I think that this is the fundamental point of our pastoral care for young people, for everyone but especially for the young: to draw attention to the choice of God who is life, to the fact that God exists - and he exists very concretely - and also to teach friendship with Jesus Christ.

There is also a third step. This friendship with Jesus is not a friendship with an unreal person, with someone who belongs to the past or who is distant from human beings, seated at God's right hand. Jesus is present in his Body, which is still a body of flesh and blood: he is the Church, the communion of the Church. We must build and make more accessible communities that reflect, that are the mirror of the great community of the vital Church. She is a whole complex of things: the vital experience of the community with all its human weaknesses but nonetheless real, with a clear path and a solid sacramental life where we can touch even what may seem so remote to us: the Lord's presence. In this way we can also learn the commandments - to return to Deuteronomy, my starting point. For the reading says: choosing God means choosing according to his words, living according to the Word. For a moment this appears almost positivistic: they are imperatives. But the first thing is the gift, it is his friendship. Then we can understand that the road signs are explanations of the reality of our friendship.

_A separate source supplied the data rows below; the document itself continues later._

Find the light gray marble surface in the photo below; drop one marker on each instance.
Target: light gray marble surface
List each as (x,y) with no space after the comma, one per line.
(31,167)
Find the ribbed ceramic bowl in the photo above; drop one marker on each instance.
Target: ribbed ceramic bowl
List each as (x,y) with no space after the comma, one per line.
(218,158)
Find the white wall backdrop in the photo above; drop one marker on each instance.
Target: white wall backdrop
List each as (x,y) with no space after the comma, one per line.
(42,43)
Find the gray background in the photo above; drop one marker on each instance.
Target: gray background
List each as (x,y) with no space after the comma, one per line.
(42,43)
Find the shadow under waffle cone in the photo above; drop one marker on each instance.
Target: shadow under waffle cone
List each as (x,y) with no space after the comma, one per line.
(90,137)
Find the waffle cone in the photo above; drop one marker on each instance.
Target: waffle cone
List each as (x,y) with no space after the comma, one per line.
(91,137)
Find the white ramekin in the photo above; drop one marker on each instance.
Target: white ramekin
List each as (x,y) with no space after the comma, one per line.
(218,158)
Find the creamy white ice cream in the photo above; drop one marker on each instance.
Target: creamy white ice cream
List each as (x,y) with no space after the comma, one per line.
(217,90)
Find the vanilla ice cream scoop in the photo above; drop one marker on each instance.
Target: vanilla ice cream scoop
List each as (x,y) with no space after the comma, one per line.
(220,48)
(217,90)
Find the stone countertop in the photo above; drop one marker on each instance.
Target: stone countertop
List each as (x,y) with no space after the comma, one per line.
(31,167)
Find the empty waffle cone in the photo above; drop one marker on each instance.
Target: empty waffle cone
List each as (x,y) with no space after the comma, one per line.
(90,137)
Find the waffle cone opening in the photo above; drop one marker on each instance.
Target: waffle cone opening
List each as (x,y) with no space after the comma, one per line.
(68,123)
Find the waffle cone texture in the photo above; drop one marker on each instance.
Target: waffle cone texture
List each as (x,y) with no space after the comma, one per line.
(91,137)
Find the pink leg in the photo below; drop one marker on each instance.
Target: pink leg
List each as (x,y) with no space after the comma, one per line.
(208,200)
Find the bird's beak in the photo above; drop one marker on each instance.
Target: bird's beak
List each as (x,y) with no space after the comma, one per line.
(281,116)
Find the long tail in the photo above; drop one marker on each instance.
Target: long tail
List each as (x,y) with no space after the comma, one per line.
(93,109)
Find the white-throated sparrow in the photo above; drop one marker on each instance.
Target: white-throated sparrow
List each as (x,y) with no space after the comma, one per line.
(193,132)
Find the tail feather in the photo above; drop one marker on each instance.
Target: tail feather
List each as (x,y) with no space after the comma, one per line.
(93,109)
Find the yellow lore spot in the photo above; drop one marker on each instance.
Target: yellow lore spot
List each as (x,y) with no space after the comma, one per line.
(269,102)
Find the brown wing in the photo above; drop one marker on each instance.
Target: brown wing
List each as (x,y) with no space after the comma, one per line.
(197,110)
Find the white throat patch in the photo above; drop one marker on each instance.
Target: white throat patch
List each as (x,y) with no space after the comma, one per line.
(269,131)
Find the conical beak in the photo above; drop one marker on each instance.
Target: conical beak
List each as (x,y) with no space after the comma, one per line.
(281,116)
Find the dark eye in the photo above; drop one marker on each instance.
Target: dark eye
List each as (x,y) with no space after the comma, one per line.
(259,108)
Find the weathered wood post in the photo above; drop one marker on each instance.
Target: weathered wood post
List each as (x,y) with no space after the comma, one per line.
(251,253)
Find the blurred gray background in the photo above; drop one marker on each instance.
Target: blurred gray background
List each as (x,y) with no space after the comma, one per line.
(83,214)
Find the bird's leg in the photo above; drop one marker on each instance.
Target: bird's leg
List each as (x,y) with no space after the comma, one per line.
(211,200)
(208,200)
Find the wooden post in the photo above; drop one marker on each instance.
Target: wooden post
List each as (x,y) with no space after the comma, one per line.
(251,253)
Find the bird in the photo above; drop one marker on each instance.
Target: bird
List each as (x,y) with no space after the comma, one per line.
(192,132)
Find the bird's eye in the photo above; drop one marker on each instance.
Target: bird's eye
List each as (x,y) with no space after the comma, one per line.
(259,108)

This, we can say, is a general vision in which contact with Sacred Scripture and the Church's daily life originates. It is then translated step by step into real encounters with young people: to guide them to dialogue with Jesus in prayer, in reading Sacred Scripture - especially in groups but also on their own - and in sacramental life. All these steps serve to make these experiences present in professional life, even if the context is often marked by the total absence of God and the apparent impossibility of seeing him present. However, it is precisely then, through our lives and our experience of God, that we must also seek to make Christ's presence enter this world far-removed from God.

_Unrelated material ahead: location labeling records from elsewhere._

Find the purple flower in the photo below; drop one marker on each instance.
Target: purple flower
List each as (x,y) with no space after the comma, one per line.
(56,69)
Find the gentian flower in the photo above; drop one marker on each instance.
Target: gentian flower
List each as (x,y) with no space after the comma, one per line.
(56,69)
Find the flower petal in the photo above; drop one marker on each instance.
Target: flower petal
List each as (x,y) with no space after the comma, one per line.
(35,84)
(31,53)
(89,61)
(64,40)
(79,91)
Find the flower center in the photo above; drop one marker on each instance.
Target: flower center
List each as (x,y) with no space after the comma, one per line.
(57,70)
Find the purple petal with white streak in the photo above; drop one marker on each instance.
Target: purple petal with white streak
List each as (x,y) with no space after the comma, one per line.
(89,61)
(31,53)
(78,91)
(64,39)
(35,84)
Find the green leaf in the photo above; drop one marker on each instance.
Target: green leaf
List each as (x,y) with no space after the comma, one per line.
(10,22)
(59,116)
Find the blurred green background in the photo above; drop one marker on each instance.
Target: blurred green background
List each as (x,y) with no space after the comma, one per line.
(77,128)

There is a thirst for God. A short time ago I received the ad limina visit from some Bishops from a country where more than 50 percent of the people declare themselves to be atheists or agnostics. But they said to me: in fact, all are thirsting for God. This hidden thirst exists. Therefore, let us begin first with the young people available. Let us form communities in which the Church is reflected, let us learn friendship with Jesus. In this way, full of this joy and this experience, we can still make God present today in this world of ours.